2ème Séance : Mardi 22 septembre

[…]
Le problème de la connaissance apparaît alors, lorsque cette attitude d’esprit prend en considération « le
rapport entre la connaissance et l’objet ». Husserl écrit, à l’alinéa 9 de cette première leçon (p. 39) :
« Avec l’éveil de la réflexion sur le rapport entre la connaissance et l’objet s’ouvrent des
abîmes de difficultés. La connaissance, qui, dans la pensée naturelle, est quelque chose qui va on ne
peut plus de soi, apparaît tout d’un coup comme un mystère. (…) Ce qui va de soi, pour la pensée
naturelle, c’est la possibilité de la connaissance. »
Le contenu et la structure du problème radical qui apparaît alors sont exposés, très clairement, par
Husserl à l’alinéa 12 de cette première leçon (cf. Texte d’appui n°1).

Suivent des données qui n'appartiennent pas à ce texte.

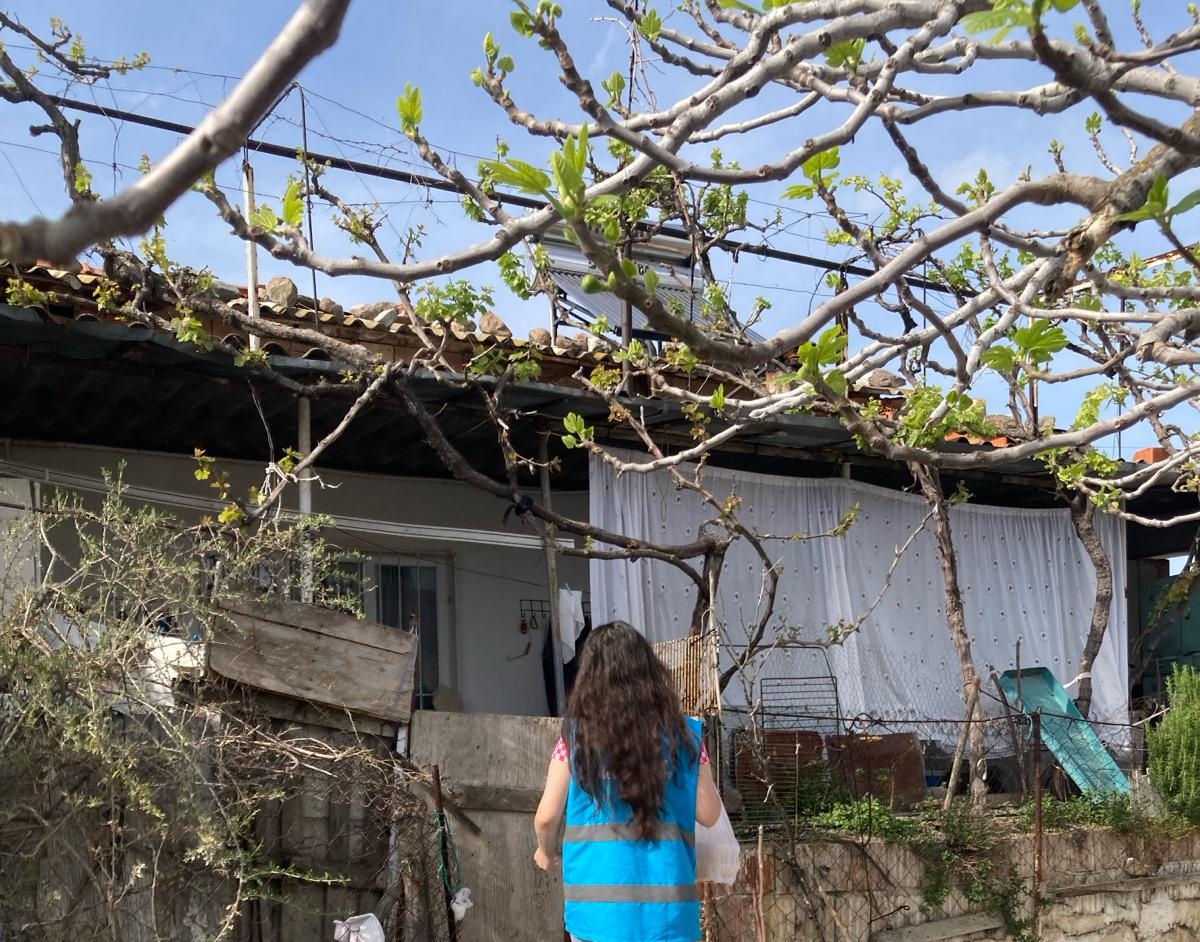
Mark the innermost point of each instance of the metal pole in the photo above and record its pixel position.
(1037, 805)
(443, 851)
(547, 538)
(247, 190)
(304, 445)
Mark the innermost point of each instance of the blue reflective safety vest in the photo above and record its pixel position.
(619, 888)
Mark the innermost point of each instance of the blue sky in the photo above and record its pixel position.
(198, 49)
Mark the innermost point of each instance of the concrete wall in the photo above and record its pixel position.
(1098, 887)
(487, 583)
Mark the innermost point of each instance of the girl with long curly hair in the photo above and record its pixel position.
(631, 777)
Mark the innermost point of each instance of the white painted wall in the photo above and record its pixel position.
(489, 582)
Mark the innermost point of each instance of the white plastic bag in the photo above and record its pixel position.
(718, 852)
(358, 929)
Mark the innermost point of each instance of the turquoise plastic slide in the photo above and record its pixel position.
(1065, 731)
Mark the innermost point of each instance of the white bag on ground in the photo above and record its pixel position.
(358, 929)
(718, 852)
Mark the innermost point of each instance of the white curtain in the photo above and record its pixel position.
(1023, 573)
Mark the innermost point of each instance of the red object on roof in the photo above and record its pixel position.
(1150, 456)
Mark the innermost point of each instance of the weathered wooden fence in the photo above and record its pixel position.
(495, 768)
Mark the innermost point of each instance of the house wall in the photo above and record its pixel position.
(483, 657)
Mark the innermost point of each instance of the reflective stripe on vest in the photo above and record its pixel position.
(630, 893)
(663, 832)
(619, 887)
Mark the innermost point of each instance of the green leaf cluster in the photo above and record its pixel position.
(579, 432)
(820, 169)
(409, 108)
(1175, 745)
(918, 429)
(1032, 346)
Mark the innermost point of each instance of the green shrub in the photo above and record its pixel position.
(865, 817)
(1175, 745)
(1111, 811)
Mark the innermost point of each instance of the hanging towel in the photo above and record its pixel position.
(570, 619)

Le problème consiste en ce que la connaissance, quand elle a lieu, semble réaliser une impossibilité :
la sortie de la conscience hors d’elle-même, hors du champ de la subjectivité vécue, pour atteindre l’objet
en soi. Comme le montrent bien les premières lignes de cet alinéa 12, le problème résulte de ce qu’il est
évident, pour le sujet connaissant quand il passe à l’état réflexif, c’est-à-dire quand il prend conscience de
son propre acte de connaître, que « la connaissance est un vécu psychique : une connaissance du sujet
connaissant ». Dans la mesure où le passage de l’attitude naturelle à une posture de réflexion, c’est-à-dire
à la prise de conscience de l’acte vécu du connaître comme d’un acte qui est sien justement, comme lui
étant propre, fait apparaître le caractère psychique, c’est-à-dire immanent à la conscience, de cet acte,
l’objet connu, lui, apparaît nécessairement comme opposé à cette immanence, comme situé en dehors de la
sphère psychique. C’est pourquoi Husserl peut écrire :
« (…) La connaissance est un vécu psychique : une connaissance du sujet
connaissant. Opposé à elle, il y a les objets connus. Or, comment maintenant la connaissance
peut-elle s’assurer de son accord avec les objets connus, comment peut-elle sortir au-delà
d’elle-même et atteindre avec sûreté ces objets ? La présence des objets de connaissance
dans la connaissance, qui, pour la pensée naturelle, va de soi, devient une énigme. »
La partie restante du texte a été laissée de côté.